Publisher turnover will be further imperiled by the loss of European sales. After skirmishes a few years ago, it was broadly agreed that U.K. publishers should be able to acquire exclusive English-language rights for the entire E.U. market. But with Britain out of the E.U., Europe—including Ireland—becomes an open market, a battleground where the cheapest edition wins out. Academic and educational publishers will be able to continue to seek world English rights and possibly continue to obtain a full assignment of copyright, but trade publishers will not.
Moreover, U.K. trade publishers need Europe to give them scale; after all, their U.S. counterparts already have Latin America and sometimes Canada. The realignment will reduce the income of British authors for whom Europe is currently part of the home market so far as royalties are concerned. The situation could become desperate if—or when—Scotland gains independence in order to remain in the E.U.
Then there are E.U. copyright laws, which emanate in Brussels and are broadly harmonized across the union. There is currently a move to revisit the whole E.U. copyright regime, but that won’t be a priority now: Brussels has more urgent questions with which to grapple. Ultimately, U.K. copyright law will be rewritten.

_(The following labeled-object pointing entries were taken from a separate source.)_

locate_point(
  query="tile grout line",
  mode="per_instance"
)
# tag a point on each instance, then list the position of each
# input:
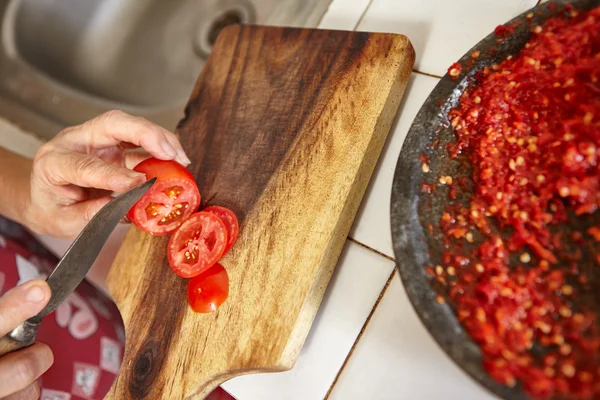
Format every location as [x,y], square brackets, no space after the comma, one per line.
[371,249]
[427,74]
[360,334]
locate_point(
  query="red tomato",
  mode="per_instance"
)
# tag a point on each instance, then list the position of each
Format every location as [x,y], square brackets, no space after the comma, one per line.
[197,245]
[172,199]
[207,291]
[230,220]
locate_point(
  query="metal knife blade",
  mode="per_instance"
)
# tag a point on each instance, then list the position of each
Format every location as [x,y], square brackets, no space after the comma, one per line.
[78,259]
[75,264]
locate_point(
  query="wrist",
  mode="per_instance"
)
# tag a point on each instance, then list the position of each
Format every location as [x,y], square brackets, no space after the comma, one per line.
[15,178]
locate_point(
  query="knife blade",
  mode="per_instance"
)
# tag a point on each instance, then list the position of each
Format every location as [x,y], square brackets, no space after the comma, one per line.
[75,263]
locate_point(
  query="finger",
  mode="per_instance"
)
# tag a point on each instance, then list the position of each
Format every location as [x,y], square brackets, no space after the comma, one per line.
[181,158]
[21,303]
[21,368]
[31,392]
[114,127]
[70,168]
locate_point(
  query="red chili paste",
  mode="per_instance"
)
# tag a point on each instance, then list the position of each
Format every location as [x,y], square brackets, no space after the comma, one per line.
[530,129]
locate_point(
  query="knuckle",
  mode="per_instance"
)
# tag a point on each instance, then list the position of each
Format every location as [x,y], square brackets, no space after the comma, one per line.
[43,155]
[85,163]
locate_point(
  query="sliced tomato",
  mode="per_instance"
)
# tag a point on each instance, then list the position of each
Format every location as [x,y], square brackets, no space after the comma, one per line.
[197,245]
[170,201]
[230,221]
[207,291]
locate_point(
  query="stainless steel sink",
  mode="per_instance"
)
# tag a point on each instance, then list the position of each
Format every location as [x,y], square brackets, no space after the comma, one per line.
[65,61]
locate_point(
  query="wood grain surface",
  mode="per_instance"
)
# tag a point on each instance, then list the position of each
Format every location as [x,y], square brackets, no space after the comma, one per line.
[284,127]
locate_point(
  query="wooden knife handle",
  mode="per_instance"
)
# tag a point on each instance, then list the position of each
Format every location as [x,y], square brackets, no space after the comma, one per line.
[21,337]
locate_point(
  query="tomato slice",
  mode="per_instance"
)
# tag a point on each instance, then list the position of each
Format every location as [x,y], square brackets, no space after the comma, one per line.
[230,221]
[197,245]
[207,291]
[170,201]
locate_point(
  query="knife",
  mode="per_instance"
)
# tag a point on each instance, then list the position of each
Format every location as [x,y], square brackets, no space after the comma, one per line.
[75,264]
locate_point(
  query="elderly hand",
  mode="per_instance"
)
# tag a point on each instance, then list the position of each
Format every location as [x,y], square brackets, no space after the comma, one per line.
[20,370]
[74,174]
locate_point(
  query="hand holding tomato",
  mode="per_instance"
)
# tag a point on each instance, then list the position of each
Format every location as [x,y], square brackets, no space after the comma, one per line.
[74,174]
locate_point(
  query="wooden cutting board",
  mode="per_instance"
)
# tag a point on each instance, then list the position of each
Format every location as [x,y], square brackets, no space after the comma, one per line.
[284,127]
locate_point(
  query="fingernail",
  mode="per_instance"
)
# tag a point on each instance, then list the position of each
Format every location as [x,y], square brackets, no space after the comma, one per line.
[35,294]
[183,159]
[168,148]
[137,177]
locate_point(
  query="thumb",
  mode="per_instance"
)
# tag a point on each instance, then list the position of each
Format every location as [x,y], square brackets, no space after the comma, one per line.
[21,303]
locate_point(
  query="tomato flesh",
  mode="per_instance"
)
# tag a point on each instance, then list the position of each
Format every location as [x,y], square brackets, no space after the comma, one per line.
[172,199]
[207,291]
[197,245]
[230,221]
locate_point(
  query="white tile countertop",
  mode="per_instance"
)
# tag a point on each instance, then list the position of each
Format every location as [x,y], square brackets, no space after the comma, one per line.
[367,341]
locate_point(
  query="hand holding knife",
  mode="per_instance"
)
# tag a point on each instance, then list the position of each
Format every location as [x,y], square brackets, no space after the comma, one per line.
[75,264]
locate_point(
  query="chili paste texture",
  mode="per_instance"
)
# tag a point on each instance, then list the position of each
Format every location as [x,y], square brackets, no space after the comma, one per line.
[523,253]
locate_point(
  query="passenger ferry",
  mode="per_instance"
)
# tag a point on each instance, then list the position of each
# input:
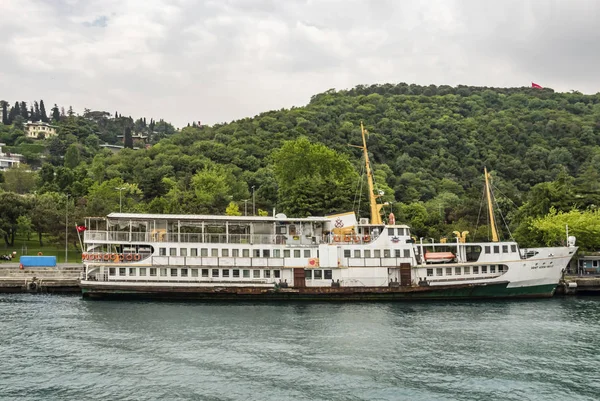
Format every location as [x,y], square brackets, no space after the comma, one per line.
[333,257]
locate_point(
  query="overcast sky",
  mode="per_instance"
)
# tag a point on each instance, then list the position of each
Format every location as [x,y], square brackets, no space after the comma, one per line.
[216,61]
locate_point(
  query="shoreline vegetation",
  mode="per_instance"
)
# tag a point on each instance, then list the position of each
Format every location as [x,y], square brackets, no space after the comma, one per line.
[428,147]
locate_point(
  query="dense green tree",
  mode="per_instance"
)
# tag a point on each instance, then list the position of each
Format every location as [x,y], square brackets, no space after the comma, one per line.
[72,156]
[13,206]
[23,110]
[55,113]
[4,106]
[20,180]
[36,115]
[24,226]
[312,179]
[43,115]
[14,112]
[127,138]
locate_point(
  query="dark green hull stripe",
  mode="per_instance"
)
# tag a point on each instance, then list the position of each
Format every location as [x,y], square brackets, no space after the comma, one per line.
[496,291]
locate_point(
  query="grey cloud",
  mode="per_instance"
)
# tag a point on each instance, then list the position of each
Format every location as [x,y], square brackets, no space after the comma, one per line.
[187,60]
[101,22]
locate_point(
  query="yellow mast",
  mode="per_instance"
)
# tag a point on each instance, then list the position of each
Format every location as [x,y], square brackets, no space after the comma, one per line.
[490,207]
[375,208]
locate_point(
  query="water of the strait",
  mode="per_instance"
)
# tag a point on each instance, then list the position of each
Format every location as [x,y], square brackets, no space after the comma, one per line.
[66,348]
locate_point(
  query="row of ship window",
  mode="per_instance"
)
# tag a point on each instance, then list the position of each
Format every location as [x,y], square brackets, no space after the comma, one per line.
[277,253]
[312,274]
[496,248]
[376,253]
[235,253]
[458,271]
[185,272]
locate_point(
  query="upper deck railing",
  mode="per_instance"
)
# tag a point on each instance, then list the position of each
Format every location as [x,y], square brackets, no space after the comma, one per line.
[91,236]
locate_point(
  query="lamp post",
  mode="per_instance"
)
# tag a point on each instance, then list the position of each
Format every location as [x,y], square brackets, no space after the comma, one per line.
[120,189]
[253,202]
[67,229]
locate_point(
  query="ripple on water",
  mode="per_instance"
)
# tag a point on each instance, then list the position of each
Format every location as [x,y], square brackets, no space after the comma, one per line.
[56,347]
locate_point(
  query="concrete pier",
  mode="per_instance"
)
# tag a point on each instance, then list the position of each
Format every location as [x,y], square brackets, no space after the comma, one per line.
[579,285]
[59,279]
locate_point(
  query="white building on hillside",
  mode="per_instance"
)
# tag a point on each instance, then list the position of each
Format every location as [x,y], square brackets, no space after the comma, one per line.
[9,160]
[34,130]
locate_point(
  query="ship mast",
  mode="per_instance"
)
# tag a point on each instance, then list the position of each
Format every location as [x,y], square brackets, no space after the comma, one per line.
[490,207]
[375,208]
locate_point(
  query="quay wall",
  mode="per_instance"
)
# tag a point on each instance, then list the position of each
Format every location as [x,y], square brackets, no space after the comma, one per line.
[58,279]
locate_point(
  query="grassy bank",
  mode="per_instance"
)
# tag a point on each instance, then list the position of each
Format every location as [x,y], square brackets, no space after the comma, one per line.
[32,247]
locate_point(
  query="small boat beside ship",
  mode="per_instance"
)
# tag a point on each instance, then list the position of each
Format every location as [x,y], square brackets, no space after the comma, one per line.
[329,258]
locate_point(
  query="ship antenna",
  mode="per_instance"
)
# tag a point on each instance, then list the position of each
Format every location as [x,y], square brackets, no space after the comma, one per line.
[490,207]
[375,208]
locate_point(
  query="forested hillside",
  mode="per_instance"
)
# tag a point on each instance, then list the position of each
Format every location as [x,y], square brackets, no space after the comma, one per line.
[428,146]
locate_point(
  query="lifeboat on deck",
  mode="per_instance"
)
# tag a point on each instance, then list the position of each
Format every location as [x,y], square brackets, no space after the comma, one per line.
[439,257]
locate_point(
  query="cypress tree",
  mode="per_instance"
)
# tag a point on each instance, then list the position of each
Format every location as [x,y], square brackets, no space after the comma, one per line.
[14,112]
[4,105]
[23,110]
[36,111]
[128,139]
[43,115]
[55,113]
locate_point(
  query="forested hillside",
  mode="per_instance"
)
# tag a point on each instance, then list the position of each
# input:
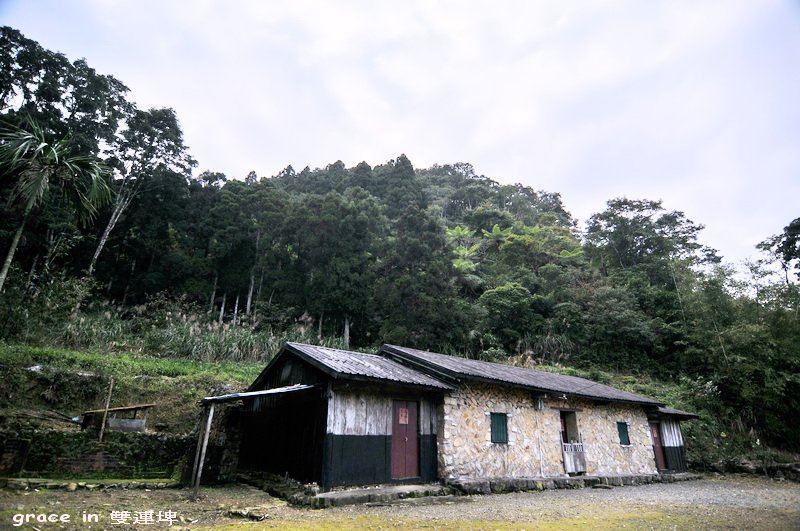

Recent years have seen increased interest in translated fiction in Britain. However, much of the money that makes translations viable (remember, most translations come from small indies) originates in Brussels. The Ariane Project, for example, was set up in 1997 to offer assistance to European publishers for translation and to encourage cross-border cooperation and partnerships, as well as training to improve “the skills of professionals working towards the knowledge and dissemination of European literature,” important in those countries where publishing is not a mature industry.
And the plus side of Brexit? In the short term, advances and royalty checks arriving in dollars and euros will be worth so much more. Authors should make hay while the sun shines, but U.K. publishers will be counting the extra cost of print and shipping.
Me, I’ve applied for the Irish passport I’ve always been entitled to on account of my one Irish grandparent.
Liz Thomson is a journalist, broadcaster, and author who has spent 30 years chronicling the international book trade. Her current project, the Village Trip, is a series of live events celebrating the history of N.Y.C.’s Greenwich Village.